In this section, we will perform an exploratory data analysis (EDA) on the full 12-month NYC Yellow Taxi Trip dataset, now fully loaded into MySQL (~41M records). The goal is to extract key insights and trends from the data, including:

- Total trips per month
- Average fare and tip analysis
- Payment type trends

## Why we are creating indexes

Since the dataset is large (~41 million rows), performing aggregation queries directly on the raw table can be very slow. To optimize query performance for our EDA, we will create indexes on the columns that are most frequently used in `GROUP BY`, `WHERE`, and `ORDER BY` clauses:

- `pu_location_id` → used for geospatial and pickup analysis
- `do_location_id` → used for dropoff analysis
- `tpep_pickup_datetime` → used to group trips by month and time

Creating these indexes will significantly improve the speed of our queries and make the analysis more efficient and interactive.

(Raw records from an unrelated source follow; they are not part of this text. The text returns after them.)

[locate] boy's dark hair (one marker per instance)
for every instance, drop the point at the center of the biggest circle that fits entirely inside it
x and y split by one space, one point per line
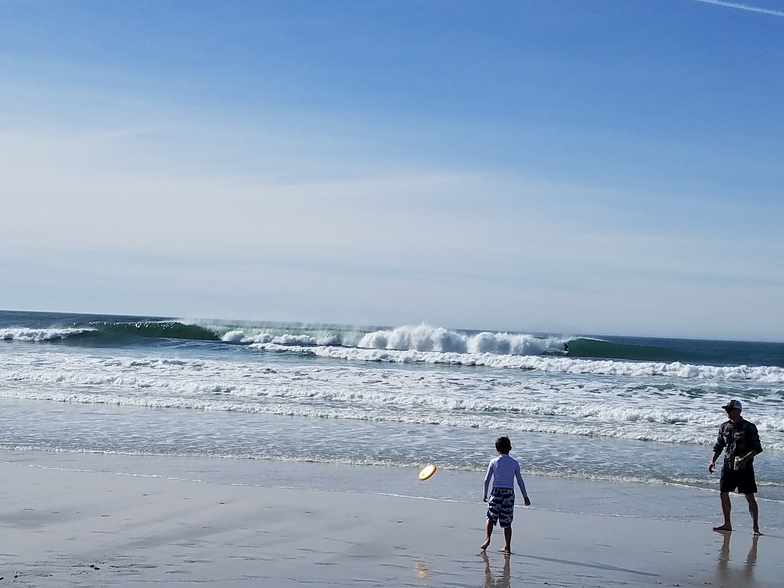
503 444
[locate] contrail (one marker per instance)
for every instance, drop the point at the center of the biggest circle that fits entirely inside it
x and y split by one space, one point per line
743 7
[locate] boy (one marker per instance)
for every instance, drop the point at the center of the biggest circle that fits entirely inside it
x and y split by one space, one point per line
503 470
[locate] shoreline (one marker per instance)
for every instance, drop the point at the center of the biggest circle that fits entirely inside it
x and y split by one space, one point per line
66 528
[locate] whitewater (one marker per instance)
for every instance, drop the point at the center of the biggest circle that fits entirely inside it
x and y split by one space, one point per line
608 409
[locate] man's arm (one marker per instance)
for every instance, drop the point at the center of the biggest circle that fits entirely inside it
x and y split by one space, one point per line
718 447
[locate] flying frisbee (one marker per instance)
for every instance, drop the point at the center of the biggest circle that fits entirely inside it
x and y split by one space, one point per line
427 472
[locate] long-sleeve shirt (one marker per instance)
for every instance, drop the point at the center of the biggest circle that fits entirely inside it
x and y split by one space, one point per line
737 439
503 470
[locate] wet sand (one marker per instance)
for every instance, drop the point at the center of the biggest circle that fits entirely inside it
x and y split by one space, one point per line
84 528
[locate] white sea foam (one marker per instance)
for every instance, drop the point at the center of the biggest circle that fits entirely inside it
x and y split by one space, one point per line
611 407
39 335
562 365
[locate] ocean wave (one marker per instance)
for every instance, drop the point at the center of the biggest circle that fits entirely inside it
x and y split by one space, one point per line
41 335
564 365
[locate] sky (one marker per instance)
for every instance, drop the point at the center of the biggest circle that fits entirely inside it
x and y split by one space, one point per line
559 166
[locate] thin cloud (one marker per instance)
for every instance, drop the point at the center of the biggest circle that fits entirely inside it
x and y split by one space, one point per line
743 7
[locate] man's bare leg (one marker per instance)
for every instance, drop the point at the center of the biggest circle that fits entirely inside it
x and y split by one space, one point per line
488 532
754 512
726 509
508 540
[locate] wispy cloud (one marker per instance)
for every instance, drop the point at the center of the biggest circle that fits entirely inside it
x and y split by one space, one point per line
743 7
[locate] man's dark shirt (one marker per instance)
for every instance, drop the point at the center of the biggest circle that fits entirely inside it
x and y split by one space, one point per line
738 439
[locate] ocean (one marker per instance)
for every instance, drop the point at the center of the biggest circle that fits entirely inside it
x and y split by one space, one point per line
619 426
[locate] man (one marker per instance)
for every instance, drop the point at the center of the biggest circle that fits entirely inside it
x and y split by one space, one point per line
740 439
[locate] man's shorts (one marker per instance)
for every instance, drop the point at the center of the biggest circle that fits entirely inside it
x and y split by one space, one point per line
500 507
742 479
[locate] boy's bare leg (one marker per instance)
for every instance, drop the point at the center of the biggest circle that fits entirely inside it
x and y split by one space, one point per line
726 509
488 532
508 540
754 511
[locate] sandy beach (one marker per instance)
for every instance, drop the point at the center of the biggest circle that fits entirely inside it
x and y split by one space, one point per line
84 528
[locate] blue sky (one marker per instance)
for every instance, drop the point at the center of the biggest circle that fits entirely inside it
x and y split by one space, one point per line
567 166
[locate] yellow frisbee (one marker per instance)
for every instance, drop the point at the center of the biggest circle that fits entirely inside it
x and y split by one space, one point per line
427 472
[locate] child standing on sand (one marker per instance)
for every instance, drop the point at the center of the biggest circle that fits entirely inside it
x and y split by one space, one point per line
503 470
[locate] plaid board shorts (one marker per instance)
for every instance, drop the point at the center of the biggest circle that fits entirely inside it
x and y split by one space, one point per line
500 507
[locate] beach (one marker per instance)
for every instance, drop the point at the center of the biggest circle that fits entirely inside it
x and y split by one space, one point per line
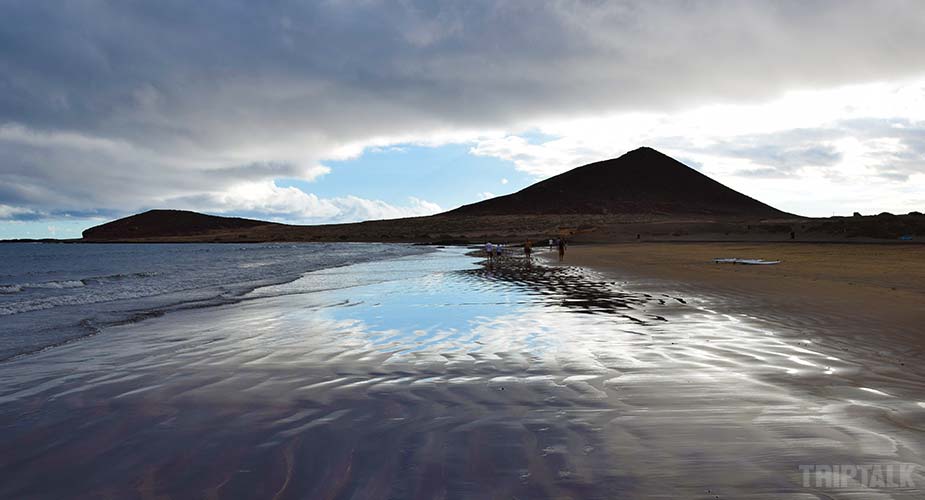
434 375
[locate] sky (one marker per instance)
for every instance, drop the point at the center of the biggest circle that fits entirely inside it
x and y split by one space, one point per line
335 111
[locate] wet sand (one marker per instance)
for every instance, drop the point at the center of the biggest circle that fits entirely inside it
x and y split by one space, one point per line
435 377
878 286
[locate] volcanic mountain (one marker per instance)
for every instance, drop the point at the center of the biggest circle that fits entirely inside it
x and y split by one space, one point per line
643 181
641 186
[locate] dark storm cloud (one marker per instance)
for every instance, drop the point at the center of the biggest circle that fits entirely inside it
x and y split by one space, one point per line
120 104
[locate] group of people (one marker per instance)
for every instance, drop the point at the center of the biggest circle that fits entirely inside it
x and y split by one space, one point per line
495 251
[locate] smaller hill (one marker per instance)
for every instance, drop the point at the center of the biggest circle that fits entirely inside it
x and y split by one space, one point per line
166 223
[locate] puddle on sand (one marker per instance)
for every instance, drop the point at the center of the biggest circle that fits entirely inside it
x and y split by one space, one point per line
429 377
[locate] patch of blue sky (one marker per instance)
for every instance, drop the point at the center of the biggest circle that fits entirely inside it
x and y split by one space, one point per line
447 175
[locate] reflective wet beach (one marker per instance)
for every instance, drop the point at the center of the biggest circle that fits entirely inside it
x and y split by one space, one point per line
433 377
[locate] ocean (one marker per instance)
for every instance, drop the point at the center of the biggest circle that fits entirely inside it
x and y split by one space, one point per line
349 371
51 294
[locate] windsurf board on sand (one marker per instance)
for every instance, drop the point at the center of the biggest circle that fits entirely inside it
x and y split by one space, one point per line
751 262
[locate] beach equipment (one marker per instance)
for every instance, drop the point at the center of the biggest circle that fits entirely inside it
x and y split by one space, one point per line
751 262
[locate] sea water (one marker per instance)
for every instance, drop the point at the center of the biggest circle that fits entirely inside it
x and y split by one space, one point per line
55 293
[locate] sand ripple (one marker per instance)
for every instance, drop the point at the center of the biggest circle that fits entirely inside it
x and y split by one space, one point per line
458 382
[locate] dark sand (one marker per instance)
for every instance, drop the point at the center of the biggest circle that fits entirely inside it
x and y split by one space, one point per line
430 377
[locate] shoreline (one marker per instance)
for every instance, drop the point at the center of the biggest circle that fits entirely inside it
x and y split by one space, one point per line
518 380
879 287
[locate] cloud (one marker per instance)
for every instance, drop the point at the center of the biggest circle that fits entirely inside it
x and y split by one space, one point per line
113 106
266 199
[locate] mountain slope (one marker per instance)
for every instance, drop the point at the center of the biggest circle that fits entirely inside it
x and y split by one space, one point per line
643 181
161 223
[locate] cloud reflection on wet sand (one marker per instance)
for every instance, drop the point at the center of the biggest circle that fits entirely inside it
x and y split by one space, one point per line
430 377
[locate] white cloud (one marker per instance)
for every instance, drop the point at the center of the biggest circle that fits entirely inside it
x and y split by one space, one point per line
841 149
298 83
266 199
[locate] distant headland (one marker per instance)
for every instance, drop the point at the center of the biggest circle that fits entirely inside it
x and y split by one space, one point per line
642 195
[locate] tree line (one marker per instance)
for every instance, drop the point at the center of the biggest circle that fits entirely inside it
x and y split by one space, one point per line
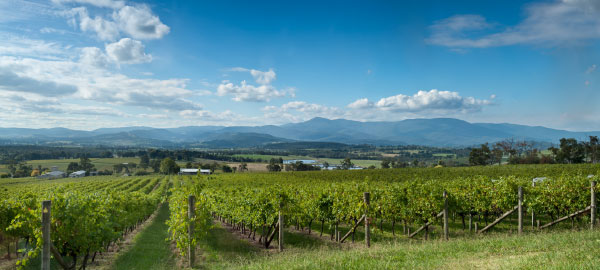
569 151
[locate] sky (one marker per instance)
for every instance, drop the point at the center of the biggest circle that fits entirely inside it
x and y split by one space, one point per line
87 64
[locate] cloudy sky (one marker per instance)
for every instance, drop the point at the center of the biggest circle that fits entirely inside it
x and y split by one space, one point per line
87 64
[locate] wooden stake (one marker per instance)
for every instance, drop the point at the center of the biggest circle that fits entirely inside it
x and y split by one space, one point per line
280 239
351 231
496 221
470 222
46 234
593 204
520 210
367 198
532 214
445 215
191 215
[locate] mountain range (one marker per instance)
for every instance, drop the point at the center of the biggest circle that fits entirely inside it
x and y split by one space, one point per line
447 132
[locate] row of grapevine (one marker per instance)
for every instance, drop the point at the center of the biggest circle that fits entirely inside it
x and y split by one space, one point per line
87 215
414 196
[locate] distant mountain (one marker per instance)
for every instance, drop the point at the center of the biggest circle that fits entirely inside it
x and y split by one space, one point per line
431 132
242 140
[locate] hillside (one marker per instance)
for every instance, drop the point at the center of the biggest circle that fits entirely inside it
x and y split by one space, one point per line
430 132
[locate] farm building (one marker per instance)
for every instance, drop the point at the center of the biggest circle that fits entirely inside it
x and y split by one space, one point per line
186 171
53 175
77 174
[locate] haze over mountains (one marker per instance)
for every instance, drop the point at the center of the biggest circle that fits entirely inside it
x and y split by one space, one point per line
431 132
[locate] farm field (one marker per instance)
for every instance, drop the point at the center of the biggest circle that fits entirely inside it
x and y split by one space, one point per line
62 164
235 218
358 162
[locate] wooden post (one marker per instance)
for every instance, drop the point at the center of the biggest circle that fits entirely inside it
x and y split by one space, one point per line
471 222
593 204
532 213
367 197
280 239
520 210
445 215
46 215
191 215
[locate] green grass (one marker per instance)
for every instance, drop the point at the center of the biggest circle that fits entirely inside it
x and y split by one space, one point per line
62 164
358 162
268 157
150 249
554 250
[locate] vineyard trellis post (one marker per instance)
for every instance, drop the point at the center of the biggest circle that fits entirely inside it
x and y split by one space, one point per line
520 210
46 215
532 212
592 204
445 215
367 198
280 238
191 212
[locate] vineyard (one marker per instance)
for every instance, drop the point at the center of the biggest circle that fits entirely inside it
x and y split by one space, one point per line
87 215
400 201
402 204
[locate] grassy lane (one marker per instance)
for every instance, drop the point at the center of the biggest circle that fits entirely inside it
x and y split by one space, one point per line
151 250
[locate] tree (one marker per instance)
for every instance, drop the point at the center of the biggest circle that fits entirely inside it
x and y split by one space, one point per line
144 161
73 167
570 151
168 166
243 167
497 154
593 149
385 163
86 164
226 168
347 164
480 156
274 165
155 165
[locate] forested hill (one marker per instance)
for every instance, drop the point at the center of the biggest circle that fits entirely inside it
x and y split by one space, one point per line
429 132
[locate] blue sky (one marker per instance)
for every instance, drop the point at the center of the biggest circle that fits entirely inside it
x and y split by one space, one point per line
87 64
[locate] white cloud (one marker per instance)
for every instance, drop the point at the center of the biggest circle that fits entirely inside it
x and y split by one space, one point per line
127 51
361 103
93 56
13 82
136 21
140 23
295 111
98 3
81 81
548 24
50 30
104 29
261 77
248 92
19 46
424 101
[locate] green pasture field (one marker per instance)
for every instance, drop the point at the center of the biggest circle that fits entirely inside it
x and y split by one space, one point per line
268 157
358 162
62 164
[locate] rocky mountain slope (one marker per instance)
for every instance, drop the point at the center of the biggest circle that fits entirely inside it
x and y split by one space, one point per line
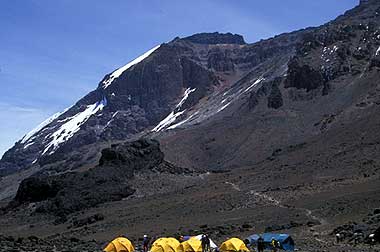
216 84
279 135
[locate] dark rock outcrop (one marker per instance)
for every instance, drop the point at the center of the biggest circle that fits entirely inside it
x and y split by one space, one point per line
216 38
74 191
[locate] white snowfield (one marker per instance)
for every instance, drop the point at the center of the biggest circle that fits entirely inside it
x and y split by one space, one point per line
40 127
172 117
119 71
68 129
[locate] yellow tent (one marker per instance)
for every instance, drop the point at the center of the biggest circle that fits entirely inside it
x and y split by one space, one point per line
191 245
165 245
120 244
233 244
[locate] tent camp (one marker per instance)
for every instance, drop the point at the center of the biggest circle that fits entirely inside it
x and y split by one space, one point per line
120 244
191 245
212 244
233 244
285 240
165 245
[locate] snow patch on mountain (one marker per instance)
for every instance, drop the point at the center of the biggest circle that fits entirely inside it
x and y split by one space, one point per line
68 129
119 71
40 127
172 117
254 84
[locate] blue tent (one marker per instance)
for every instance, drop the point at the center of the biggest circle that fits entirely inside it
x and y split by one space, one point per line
285 240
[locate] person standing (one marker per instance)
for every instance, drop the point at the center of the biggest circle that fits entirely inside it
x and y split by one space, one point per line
208 249
260 244
146 241
274 244
204 243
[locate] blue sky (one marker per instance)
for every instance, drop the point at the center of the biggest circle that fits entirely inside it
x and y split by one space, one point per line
54 52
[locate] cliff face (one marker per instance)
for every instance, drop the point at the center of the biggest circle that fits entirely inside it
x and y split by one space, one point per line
212 99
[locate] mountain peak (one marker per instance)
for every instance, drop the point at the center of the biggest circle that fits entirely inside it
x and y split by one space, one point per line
216 38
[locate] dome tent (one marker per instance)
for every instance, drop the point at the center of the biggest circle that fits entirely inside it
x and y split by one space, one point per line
233 244
165 245
191 245
120 244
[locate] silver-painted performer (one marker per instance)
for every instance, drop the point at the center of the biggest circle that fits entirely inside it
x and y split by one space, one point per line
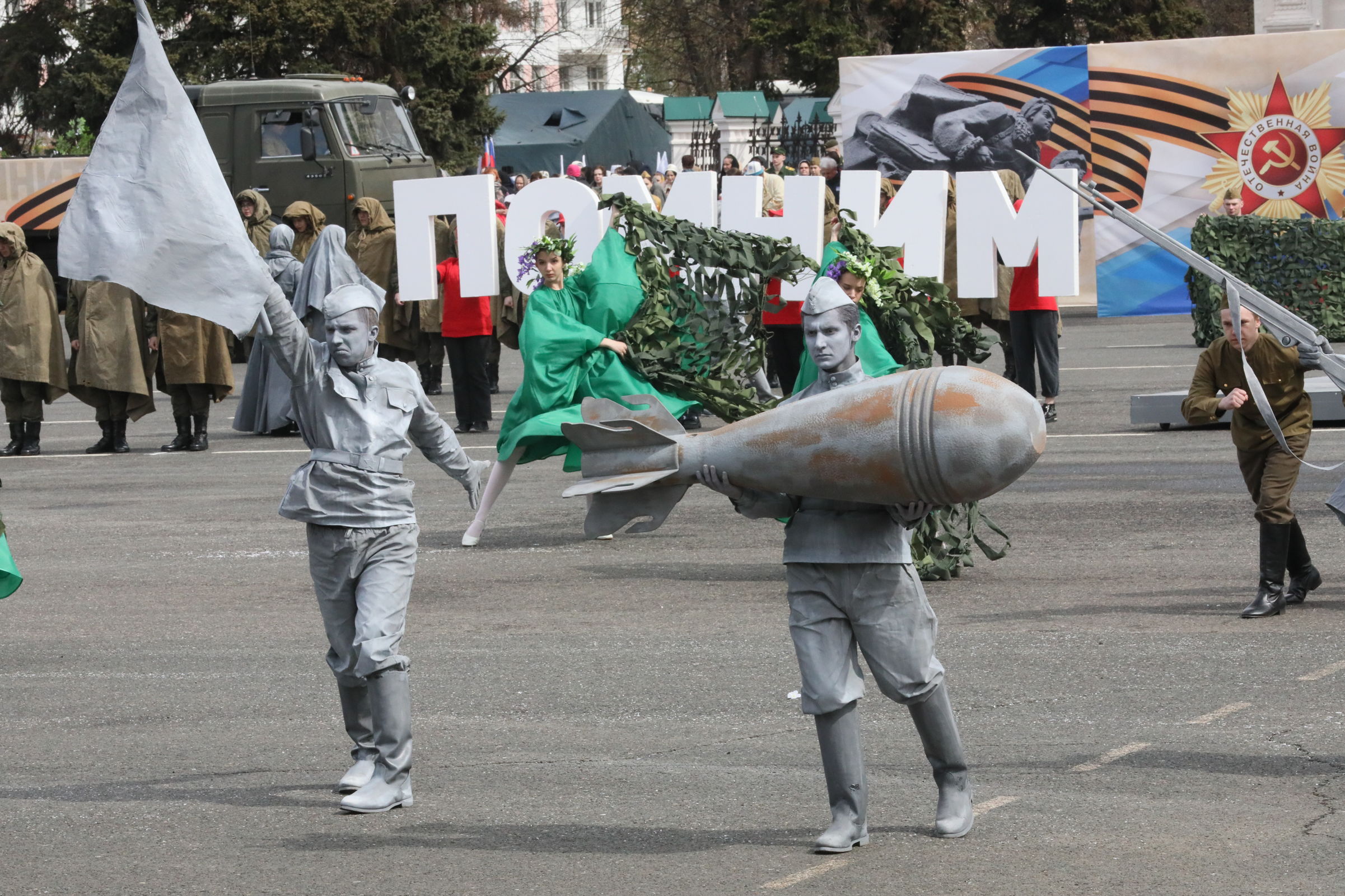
361 415
852 585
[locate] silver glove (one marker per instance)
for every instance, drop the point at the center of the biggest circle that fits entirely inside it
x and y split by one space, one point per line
475 482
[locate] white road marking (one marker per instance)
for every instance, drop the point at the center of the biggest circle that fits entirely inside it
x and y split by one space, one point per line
991 805
1134 367
807 874
1110 757
1219 714
1324 670
1096 435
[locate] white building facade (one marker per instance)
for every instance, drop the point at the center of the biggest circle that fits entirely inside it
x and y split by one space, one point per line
566 45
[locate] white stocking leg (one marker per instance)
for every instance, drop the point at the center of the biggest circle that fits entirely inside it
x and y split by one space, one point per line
499 479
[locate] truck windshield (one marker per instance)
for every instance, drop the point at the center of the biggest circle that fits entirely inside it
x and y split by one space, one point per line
376 125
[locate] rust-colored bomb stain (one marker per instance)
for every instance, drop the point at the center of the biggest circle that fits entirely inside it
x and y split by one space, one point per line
954 401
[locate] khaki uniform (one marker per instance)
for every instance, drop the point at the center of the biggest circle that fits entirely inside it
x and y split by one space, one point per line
1269 472
194 366
260 225
32 360
316 221
113 366
374 252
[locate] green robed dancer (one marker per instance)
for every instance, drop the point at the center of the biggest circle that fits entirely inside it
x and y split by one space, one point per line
568 355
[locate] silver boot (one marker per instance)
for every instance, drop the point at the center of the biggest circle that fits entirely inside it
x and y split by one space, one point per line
944 747
390 704
359 726
848 790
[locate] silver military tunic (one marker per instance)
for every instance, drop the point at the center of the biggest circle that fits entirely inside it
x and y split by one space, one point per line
361 425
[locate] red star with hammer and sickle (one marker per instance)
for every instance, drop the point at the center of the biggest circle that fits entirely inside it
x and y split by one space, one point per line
1278 105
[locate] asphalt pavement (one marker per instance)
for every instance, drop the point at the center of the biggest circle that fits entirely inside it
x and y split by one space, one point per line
599 717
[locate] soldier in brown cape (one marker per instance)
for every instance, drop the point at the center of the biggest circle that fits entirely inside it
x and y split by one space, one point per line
256 214
307 221
112 358
32 363
373 245
194 370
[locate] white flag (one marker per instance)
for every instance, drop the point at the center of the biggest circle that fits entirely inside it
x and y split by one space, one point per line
152 212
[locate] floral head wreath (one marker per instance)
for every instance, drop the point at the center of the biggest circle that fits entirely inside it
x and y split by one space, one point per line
847 262
563 247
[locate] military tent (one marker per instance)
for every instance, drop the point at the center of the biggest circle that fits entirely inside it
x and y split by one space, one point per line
604 126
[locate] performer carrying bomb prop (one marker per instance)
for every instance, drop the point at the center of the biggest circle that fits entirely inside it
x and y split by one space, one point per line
361 414
1267 469
853 585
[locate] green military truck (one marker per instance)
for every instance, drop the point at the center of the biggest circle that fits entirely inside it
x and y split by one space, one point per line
325 139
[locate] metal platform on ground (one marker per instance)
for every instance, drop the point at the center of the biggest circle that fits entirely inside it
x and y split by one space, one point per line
1164 409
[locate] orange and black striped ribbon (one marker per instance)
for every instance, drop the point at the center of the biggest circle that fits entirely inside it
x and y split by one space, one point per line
45 209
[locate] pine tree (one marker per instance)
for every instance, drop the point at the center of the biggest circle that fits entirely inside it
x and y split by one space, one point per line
61 64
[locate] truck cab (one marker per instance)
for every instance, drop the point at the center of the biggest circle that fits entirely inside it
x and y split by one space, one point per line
325 139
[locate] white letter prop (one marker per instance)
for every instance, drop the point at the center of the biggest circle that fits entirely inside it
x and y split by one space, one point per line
630 185
1048 222
916 218
471 198
802 219
692 198
524 225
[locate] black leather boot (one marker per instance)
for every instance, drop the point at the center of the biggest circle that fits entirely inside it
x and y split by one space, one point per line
944 747
31 438
102 445
182 441
199 441
1302 575
15 440
1270 592
119 437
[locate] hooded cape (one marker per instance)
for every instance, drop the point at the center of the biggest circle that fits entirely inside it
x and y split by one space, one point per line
316 222
260 225
280 260
31 347
327 268
109 321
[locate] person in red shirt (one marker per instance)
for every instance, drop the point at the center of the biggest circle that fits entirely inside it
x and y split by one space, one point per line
467 340
1033 332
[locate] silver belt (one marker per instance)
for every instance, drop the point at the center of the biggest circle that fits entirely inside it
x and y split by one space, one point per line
370 462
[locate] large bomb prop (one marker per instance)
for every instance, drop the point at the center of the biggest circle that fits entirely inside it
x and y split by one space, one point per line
942 435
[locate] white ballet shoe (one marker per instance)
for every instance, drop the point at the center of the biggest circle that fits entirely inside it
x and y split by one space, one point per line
474 534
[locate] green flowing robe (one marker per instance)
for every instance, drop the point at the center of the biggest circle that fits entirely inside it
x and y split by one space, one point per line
563 363
875 358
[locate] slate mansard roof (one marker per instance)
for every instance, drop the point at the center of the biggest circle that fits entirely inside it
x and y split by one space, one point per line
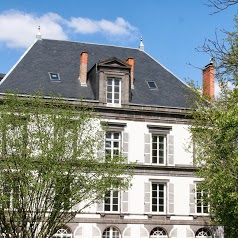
31 73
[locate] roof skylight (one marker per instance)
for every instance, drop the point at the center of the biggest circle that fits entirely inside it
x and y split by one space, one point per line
54 76
152 85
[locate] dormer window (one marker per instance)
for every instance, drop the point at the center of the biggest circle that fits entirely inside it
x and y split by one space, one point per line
113 91
54 76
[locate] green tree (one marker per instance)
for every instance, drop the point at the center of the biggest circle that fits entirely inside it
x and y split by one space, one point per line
214 132
50 163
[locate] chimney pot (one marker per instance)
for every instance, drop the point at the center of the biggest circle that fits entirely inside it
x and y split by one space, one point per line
131 62
83 69
208 81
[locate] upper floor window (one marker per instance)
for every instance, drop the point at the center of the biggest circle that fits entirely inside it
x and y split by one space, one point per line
111 232
159 146
158 197
201 203
158 232
114 91
111 201
158 149
113 144
198 200
63 232
203 232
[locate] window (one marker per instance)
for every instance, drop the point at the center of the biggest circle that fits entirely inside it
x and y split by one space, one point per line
158 197
158 149
159 146
152 85
111 232
113 91
203 233
111 201
158 232
113 144
54 76
201 203
63 232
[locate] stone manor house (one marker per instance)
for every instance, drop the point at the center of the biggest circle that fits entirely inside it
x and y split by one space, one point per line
147 110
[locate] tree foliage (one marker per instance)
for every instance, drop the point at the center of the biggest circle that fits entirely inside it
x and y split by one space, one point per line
215 134
50 168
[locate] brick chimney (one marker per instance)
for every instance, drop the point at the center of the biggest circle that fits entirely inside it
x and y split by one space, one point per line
208 81
131 62
83 69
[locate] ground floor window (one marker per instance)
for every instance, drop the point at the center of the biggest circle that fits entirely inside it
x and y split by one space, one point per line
158 232
111 232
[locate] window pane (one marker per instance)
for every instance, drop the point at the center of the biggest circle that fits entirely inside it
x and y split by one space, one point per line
109 81
116 82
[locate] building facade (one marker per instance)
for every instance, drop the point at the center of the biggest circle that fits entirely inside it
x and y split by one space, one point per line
146 108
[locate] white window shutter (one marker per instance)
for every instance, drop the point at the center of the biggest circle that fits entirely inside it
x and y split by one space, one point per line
147 145
147 197
171 198
170 150
125 146
124 202
192 198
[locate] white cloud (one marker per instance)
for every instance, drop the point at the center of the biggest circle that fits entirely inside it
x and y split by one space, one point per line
18 29
119 27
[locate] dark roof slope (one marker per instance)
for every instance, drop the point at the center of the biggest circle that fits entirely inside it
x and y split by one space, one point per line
32 73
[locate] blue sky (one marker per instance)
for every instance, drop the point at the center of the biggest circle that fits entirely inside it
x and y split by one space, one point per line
171 29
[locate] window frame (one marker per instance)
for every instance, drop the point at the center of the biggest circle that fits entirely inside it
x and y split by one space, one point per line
201 205
113 92
157 150
112 140
159 230
111 201
111 230
159 132
165 197
67 234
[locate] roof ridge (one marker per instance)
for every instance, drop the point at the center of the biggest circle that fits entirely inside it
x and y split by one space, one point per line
91 43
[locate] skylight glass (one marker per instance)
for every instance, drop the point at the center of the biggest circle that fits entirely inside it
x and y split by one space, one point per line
152 85
54 76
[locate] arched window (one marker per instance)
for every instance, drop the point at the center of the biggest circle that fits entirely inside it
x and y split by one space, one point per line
158 232
63 232
203 233
111 232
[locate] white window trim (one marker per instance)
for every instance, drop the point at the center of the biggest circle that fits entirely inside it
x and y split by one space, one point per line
113 92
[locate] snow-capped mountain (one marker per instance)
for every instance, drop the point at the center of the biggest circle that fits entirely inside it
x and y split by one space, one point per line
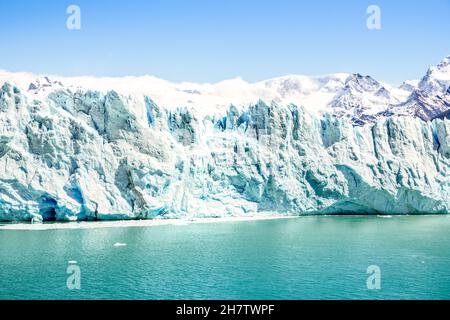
430 98
360 99
136 148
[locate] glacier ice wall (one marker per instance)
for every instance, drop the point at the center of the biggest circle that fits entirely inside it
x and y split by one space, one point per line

**Note:** The index creation step is safe to run multiple times — if an index already exists, MySQL will report it and skip re-creating it.


In [None]:
# Create indexes to optimize EDA queries

import mysql.connector
from dotenv import load_dotenv
import os

# Load env variables
load_dotenv()

# MySQL connection config
MYSQL_CONFIG = {
    'user': os.getenv('MYSQL_USER'),
    'password': os.getenv('MYSQL_PASSWORD'),
    'host': os.getenv('MYSQL_HOST'),
    'database': os.getenv('MYSQL_DATABASE'),
    'port': int(os.getenv('MYSQL_PORT'))
}

# Connect to MySQL
cnx = mysql.connector.connect(**MYSQL_CONFIG)
cursor = cnx.cursor()

# List of index creation statements
index_statements = [
    "CREATE INDEX idx_pu_location_id ON yellow_taxi_trips(pu_location_id);",
    "CREATE INDEX idx_do_location_id ON yellow_taxi_trips(do_location_id);",
    "CREATE INDEX idx_tpep_pickup_datetime ON yellow_taxi_trips(tpep_pickup_datetime);"
]

# Execute index creation
for stmt in index_statements:
    try:
        print(f"Creating index: {stmt}")
        cursor.execute(stmt)
        cnx.commit()
        print("✅ Index created.")
    except mysql.connector.Error as err:
        # If index already exists, MySQL will throw an error → we catch it
        print(f"⚠️  Could not create index: {err.msg}")

# Close connection
cursor.close()
cnx.close()


Creating index: CREATE INDEX idx_pu_location_id ON yellow_taxi_trips(pu_location_id);